What Does a Firewall Do: How it Works and Why You Need One

Firewalls play a central role in network security. They monitor and control incoming and outgoing traffic based on security rules, blocking unauthorized access and preventing the spread of malicious software while ensuring legitimate traffic flows smoothly.

Let’s explore firewalls in more detail.

What is a firewall?

A firewall is security software that uses established security rules to monitor and control network traffic. It creates a protective barrier between trusted internal networks and untrusted external ones to prevent malicious activities while allowing legitimate communications.

What does a firewall do?

All firewalls provide three basic functions. 

Blocking unauthorized access

Network administrators set security criteria that firewalls use to block unauthorized access to a network. By evaluating incoming traffic and determining whether it meets said security criteria, firewalls help prevent hackers and unauthorized users from gaining access to private network resources.

Allowing legitimate traffic

Firewalls are used not only to block traffic but also to ensure that legitimate traffic is allowed to pass through. They permit traffic that matches the security rules while blocking traffic that does not, ensuring smooth and secure communication between authorized users and services.

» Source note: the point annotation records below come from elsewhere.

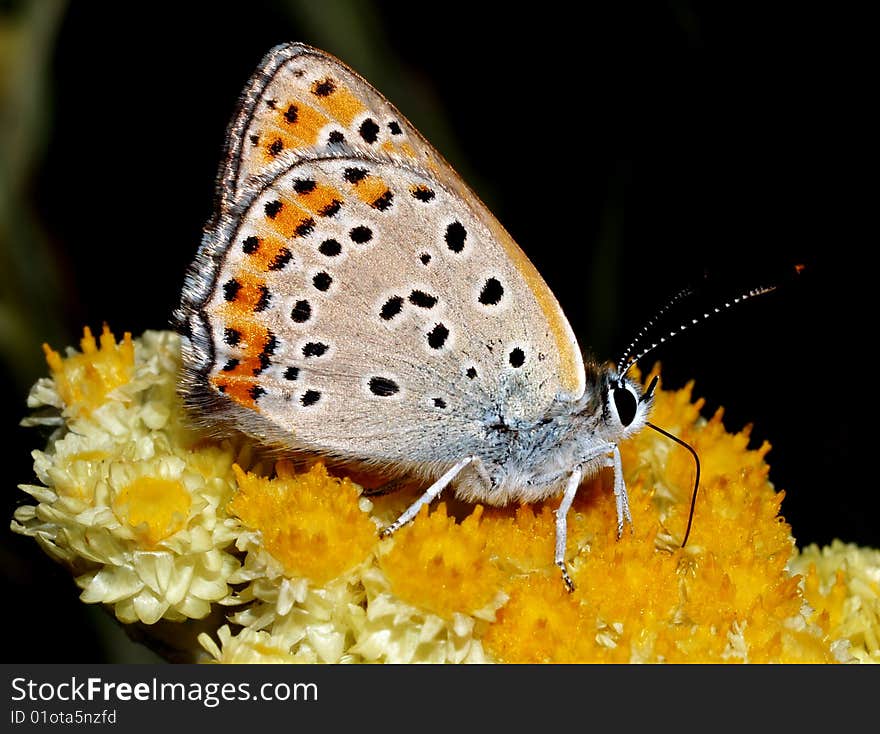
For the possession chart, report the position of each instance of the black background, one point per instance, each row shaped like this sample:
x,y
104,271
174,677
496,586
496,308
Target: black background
x,y
628,150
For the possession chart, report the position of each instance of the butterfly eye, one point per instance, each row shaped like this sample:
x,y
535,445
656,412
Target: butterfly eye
x,y
625,402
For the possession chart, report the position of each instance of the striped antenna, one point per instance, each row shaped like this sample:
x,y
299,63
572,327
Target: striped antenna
x,y
629,359
680,296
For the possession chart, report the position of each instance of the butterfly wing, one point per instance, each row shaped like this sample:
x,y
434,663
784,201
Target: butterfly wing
x,y
352,295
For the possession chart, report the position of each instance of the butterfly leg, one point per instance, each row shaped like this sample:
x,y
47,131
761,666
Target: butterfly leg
x,y
429,496
571,487
621,498
611,460
387,488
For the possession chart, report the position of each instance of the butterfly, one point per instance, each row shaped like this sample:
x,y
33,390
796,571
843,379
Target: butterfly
x,y
352,297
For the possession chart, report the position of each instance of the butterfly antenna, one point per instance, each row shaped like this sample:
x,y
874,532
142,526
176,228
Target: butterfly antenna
x,y
682,442
680,296
629,359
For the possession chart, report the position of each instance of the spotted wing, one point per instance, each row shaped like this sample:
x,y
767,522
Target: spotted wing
x,y
353,296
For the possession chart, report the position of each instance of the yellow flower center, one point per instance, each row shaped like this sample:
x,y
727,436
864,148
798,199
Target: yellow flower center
x,y
84,380
443,566
311,522
154,508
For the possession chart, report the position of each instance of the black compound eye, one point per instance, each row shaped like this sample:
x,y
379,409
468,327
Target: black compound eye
x,y
626,405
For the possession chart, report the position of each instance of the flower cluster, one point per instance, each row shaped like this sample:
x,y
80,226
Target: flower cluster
x,y
160,520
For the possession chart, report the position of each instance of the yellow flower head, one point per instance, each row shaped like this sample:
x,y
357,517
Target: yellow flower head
x,y
311,523
84,380
443,566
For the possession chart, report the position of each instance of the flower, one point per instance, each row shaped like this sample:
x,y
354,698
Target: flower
x,y
131,499
160,520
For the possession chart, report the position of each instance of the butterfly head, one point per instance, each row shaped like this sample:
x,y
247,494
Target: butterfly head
x,y
625,404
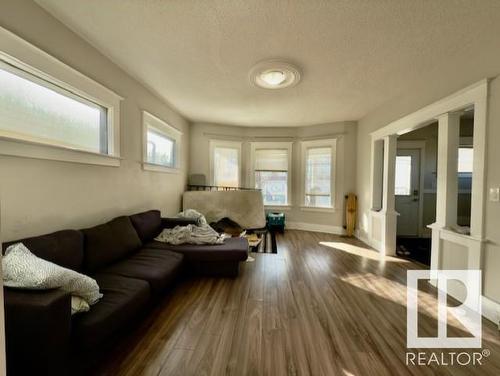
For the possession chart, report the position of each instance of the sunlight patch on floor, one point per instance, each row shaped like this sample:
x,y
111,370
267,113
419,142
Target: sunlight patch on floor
x,y
362,251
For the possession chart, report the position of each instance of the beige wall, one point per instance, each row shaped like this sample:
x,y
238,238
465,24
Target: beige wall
x,y
39,196
346,154
488,64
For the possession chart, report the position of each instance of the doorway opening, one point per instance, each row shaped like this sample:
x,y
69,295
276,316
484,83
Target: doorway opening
x,y
416,183
415,192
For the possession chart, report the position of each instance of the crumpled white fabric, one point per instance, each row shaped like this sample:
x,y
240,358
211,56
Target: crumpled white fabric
x,y
201,233
190,234
22,269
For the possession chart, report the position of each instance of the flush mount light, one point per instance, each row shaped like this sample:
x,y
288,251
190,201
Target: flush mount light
x,y
274,74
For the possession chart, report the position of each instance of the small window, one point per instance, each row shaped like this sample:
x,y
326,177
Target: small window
x,y
162,144
35,110
271,172
160,148
403,175
225,163
318,177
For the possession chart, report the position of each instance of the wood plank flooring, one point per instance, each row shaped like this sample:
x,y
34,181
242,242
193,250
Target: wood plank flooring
x,y
324,305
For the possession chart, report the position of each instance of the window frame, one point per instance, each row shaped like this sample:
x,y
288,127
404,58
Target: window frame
x,y
163,128
409,194
213,144
25,60
321,143
254,146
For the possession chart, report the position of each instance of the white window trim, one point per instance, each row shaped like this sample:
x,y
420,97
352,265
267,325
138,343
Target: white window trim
x,y
150,120
272,145
22,55
213,144
304,145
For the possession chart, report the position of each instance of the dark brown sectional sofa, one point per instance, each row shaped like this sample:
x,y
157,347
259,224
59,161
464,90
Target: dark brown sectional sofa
x,y
132,270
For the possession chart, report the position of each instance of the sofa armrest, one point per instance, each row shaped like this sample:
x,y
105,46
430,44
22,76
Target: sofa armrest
x,y
38,331
172,222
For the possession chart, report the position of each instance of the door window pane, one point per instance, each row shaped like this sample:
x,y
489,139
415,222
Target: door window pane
x,y
226,167
318,176
160,148
35,110
465,160
403,176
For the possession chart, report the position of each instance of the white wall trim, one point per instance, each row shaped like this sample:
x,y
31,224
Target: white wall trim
x,y
337,230
491,310
3,370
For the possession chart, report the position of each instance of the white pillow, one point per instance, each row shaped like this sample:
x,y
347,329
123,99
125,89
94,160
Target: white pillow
x,y
22,269
78,305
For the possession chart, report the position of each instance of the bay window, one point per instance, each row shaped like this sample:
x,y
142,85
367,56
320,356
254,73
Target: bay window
x,y
161,145
318,159
225,163
271,171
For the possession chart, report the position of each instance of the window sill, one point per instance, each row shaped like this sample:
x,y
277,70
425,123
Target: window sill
x,y
277,207
159,168
35,150
320,209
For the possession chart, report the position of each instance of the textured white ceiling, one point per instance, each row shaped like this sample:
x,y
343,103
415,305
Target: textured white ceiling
x,y
354,55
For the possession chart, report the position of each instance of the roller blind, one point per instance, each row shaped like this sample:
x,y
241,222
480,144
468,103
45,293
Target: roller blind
x,y
271,160
226,166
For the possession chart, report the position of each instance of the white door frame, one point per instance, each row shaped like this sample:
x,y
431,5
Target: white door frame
x,y
419,145
447,112
3,357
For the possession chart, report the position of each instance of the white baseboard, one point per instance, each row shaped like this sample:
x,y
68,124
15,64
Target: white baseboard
x,y
375,244
337,230
491,310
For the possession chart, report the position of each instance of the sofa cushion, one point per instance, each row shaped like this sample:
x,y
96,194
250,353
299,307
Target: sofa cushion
x,y
109,243
147,224
64,248
158,267
233,249
123,299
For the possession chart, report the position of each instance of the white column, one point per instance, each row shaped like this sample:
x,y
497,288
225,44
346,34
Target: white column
x,y
3,370
447,181
388,201
377,167
447,169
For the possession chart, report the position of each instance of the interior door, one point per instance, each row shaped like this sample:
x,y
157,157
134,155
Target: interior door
x,y
407,191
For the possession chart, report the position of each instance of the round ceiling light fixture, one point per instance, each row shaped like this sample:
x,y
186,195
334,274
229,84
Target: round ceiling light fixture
x,y
274,74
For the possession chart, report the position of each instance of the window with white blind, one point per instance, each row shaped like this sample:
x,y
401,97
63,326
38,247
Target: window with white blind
x,y
225,163
318,159
36,110
50,111
271,171
318,177
161,144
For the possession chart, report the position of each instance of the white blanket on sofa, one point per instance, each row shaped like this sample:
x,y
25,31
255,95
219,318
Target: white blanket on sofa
x,y
191,234
22,269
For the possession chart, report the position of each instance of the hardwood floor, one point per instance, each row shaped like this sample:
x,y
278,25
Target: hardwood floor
x,y
324,305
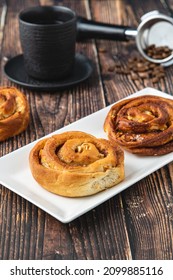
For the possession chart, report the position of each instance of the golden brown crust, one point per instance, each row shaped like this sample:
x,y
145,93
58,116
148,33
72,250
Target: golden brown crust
x,y
14,112
142,125
76,164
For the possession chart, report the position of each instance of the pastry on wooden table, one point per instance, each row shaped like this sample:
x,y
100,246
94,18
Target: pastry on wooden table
x,y
76,164
14,112
142,125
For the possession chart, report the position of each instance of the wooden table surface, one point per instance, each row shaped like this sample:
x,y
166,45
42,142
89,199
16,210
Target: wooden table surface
x,y
135,224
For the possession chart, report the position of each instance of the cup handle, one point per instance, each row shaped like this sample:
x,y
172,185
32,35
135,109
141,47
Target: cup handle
x,y
89,29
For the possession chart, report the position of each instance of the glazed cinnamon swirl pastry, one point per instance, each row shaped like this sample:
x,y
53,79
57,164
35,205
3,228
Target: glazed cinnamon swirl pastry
x,y
14,112
142,125
76,164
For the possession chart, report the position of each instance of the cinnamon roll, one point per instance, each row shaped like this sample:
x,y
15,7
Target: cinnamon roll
x,y
142,125
76,164
14,112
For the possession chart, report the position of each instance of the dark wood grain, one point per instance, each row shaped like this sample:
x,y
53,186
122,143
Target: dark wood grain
x,y
136,224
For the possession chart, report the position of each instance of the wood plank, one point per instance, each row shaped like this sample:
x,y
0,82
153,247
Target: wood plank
x,y
145,204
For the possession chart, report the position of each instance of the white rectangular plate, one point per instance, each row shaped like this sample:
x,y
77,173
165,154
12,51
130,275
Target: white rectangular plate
x,y
15,172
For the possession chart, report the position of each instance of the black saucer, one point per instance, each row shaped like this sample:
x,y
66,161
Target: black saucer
x,y
15,71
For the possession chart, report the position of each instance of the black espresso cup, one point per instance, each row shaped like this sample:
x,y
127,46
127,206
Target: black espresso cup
x,y
48,36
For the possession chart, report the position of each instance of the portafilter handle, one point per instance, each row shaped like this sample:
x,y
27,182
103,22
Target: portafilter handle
x,y
89,29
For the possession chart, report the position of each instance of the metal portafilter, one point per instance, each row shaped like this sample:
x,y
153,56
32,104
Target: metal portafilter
x,y
154,35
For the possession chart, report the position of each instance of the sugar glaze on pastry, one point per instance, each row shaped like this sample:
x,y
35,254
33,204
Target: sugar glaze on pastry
x,y
76,164
14,112
142,125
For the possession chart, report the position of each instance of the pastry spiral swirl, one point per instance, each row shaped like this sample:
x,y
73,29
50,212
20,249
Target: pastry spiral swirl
x,y
14,112
142,125
76,164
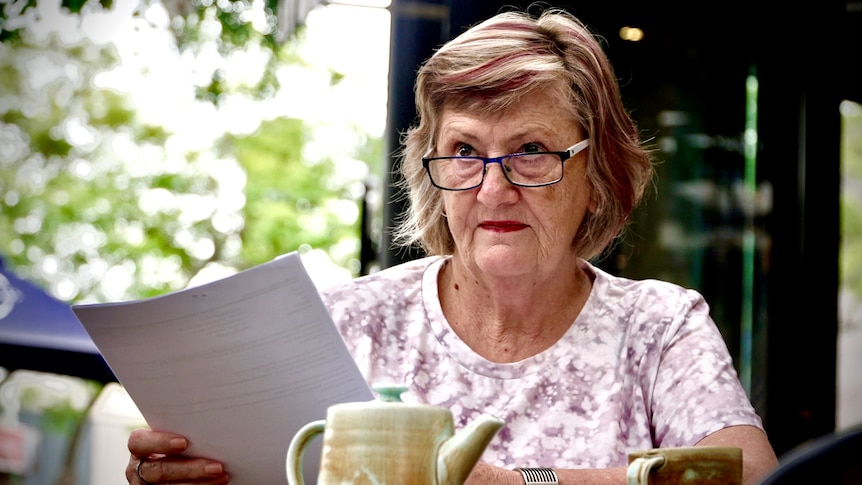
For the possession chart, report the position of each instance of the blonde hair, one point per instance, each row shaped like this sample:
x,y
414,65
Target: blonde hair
x,y
486,70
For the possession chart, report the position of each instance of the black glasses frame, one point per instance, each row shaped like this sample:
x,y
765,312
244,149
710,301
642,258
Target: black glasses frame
x,y
564,156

Preventing malicious software from spreading

Firewalls help prevent the spread of malicious software — such as viruses, worms, and malware — by blocking suspicious and malicious traffic. This containment is crucial in stopping the spread of infections within a network and protecting individual devices from being compromised.

Types of firewalls

There is a unique variety of firewalls that cover all levels of desired security and network sizes. The main differences between the various types of firewalls are their structure and purpose. Each type has an ideal use case and offers specific benefits, but it also comes with a set of warnings or points of caution you should be aware of.

Packet-filtering firewall

Packet-filtering firewalls filter network traffic by inspecting packets against predefined rules based on IP addresses, ports, and protocols. They offer basic network security for small networks or as the first line of defense in larger networks.

Benefits

• Are simple and cost-effective.
• Provide basic protection by blocking unwanted traffic.
• Have low latency due to straightforward packet inspection.

Be aware of

• Offer limited protection: Only examine packet headers, not the payload, making them vulnerable to more sophisticated attacks like IP spoofing and fragmented packet attacks.
• Come with significant rule complexity: Managing rules can become complex and difficult to maintain, especially in large networks.
• Suffer from a lack of context: Cannot make decisions based on the state of connections, leading to potential security gaps.

Proxy firewall

Also known as application-level gateways, proxy firewalls, act as an intermediary between users and the services they access, filtering traffic at the application layer. They protect web applications and services with detailed traffic inspection and logging, and they are ideal for 

medium to large-sized networks.

Benefits

• Provide in-depth inspection and logging of traffic.
• Hide internal network structure from external sources.
• Can filter based on the content of traffic, for example, web filtering.

Be aware of

• Cause performance overhead: Can introduce latency and degrade performance due to deep inspection and content filtering.
• Have issues with scalability: May struggle with high traffic volumes, making them less suitable for large-scale deployments.
• Often have compatibility issues: Not all applications and protocols are supported, which can lead to accessibility issues.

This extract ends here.